Not saying people in that community don’t want things better - they came for the chance of school for their kids - but with everything else to be dealt with, achieving that difference DonB mentioned is hard to do.

And stuff like “Reading First” doesn’t even begin to touch this. And with the teachers in overwhelm, the real question is why it isn’t worse than it is.

18.
On May 2nd, 2008 at 12:24 pm, mellowjohn said:

“You do know that by 2014 all children will be proficient, right? They’ll have annihilated the bell curve — or at least moved it three standard deviations up.”

no, we’ll just all have to move to lake woebegone, where all the children are above average.

19.
On May 2nd, 2008 at 12:44 pm, Cmac said:

The depressing thing about this, to those of us who struggle to deal with the dreadful NCLB, is that the article which appeared in the LA Times this morning was approximately two column inches at the bottom of page 17.

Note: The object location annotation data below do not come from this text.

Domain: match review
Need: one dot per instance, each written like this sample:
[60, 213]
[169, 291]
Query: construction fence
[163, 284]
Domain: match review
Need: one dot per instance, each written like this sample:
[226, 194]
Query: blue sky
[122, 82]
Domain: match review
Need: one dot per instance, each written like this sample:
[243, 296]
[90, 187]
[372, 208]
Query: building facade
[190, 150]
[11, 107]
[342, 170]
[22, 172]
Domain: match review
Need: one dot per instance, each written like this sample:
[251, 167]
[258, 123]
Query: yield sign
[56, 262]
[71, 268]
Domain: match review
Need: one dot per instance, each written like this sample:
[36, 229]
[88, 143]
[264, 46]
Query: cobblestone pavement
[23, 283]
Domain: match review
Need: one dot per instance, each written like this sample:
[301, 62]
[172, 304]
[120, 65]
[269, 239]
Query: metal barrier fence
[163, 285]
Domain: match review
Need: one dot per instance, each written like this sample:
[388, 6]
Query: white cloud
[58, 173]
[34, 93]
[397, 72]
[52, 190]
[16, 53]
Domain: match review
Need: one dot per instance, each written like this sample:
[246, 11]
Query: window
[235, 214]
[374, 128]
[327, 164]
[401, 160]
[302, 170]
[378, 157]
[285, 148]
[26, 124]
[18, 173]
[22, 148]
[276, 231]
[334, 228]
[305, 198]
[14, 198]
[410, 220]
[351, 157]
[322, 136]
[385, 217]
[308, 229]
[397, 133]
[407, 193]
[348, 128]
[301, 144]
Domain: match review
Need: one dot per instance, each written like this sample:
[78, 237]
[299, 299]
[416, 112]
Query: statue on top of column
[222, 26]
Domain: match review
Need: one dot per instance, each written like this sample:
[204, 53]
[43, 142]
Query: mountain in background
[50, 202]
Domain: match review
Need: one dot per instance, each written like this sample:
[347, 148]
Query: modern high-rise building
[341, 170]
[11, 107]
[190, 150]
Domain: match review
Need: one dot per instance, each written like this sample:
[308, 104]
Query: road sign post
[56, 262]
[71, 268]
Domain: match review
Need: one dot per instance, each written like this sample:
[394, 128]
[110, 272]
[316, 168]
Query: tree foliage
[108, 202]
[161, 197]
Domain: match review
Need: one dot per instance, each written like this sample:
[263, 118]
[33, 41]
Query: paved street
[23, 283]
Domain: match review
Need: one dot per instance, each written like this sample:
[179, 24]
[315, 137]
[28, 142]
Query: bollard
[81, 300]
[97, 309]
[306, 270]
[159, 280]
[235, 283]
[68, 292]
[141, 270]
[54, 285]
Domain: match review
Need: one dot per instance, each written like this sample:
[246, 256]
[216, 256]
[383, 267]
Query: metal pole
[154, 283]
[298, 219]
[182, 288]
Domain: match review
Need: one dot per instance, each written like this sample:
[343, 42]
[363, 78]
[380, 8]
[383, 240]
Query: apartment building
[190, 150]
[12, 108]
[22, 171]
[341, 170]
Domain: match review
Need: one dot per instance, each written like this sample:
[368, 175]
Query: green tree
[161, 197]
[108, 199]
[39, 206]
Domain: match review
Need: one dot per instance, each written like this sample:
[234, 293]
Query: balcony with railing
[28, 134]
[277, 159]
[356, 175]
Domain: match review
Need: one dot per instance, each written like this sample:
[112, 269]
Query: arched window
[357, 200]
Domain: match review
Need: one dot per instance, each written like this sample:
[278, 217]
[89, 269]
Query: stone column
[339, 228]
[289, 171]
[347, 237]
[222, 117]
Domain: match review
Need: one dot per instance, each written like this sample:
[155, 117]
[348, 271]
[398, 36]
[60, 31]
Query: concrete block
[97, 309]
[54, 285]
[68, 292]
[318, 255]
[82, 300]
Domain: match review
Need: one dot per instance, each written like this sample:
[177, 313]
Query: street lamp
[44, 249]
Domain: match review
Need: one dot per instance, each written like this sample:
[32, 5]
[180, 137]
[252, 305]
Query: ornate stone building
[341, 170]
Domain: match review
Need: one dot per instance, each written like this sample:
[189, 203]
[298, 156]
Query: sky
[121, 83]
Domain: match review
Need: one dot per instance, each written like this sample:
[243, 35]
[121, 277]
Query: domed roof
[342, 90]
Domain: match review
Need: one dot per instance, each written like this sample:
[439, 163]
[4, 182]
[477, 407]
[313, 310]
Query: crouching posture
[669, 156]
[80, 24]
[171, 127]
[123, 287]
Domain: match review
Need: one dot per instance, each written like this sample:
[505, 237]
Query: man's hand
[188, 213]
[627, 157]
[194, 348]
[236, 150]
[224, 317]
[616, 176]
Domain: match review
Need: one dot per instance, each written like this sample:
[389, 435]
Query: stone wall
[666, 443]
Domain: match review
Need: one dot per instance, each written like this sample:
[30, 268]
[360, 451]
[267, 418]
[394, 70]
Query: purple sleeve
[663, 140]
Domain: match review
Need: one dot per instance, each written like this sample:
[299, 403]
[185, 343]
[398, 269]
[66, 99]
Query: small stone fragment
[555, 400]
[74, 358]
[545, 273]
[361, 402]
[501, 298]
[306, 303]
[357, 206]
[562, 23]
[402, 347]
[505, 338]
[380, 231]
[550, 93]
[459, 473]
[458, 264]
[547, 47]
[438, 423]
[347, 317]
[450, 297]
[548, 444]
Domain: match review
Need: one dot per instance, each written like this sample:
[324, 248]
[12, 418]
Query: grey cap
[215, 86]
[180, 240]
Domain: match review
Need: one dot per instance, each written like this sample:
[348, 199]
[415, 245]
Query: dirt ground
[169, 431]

It should have been on page 1, above the fold.

20.
On May 2nd, 2008 at 12:56 pm, Helena Montana said:

Am I incorrect in recalling that Neil Bush is selling this program or software to go with this program? Or was that something else entirely?

21.
On May 2nd, 2008 at 2:32 pm, SmilingDixie said:

Reading First is NOT A FAILURE! Neil Bush made a lot of money selling software to the program.

22.
On May 2nd, 2008 at 2:32 pm, mellowjohn said:

helena…
yes, neil bush is slurping a the trough of bush corruption, too. no surprise there.

for a really good look at nclb, reading first, corruption, etc., etc., i recommend the book tested by linda perlstein.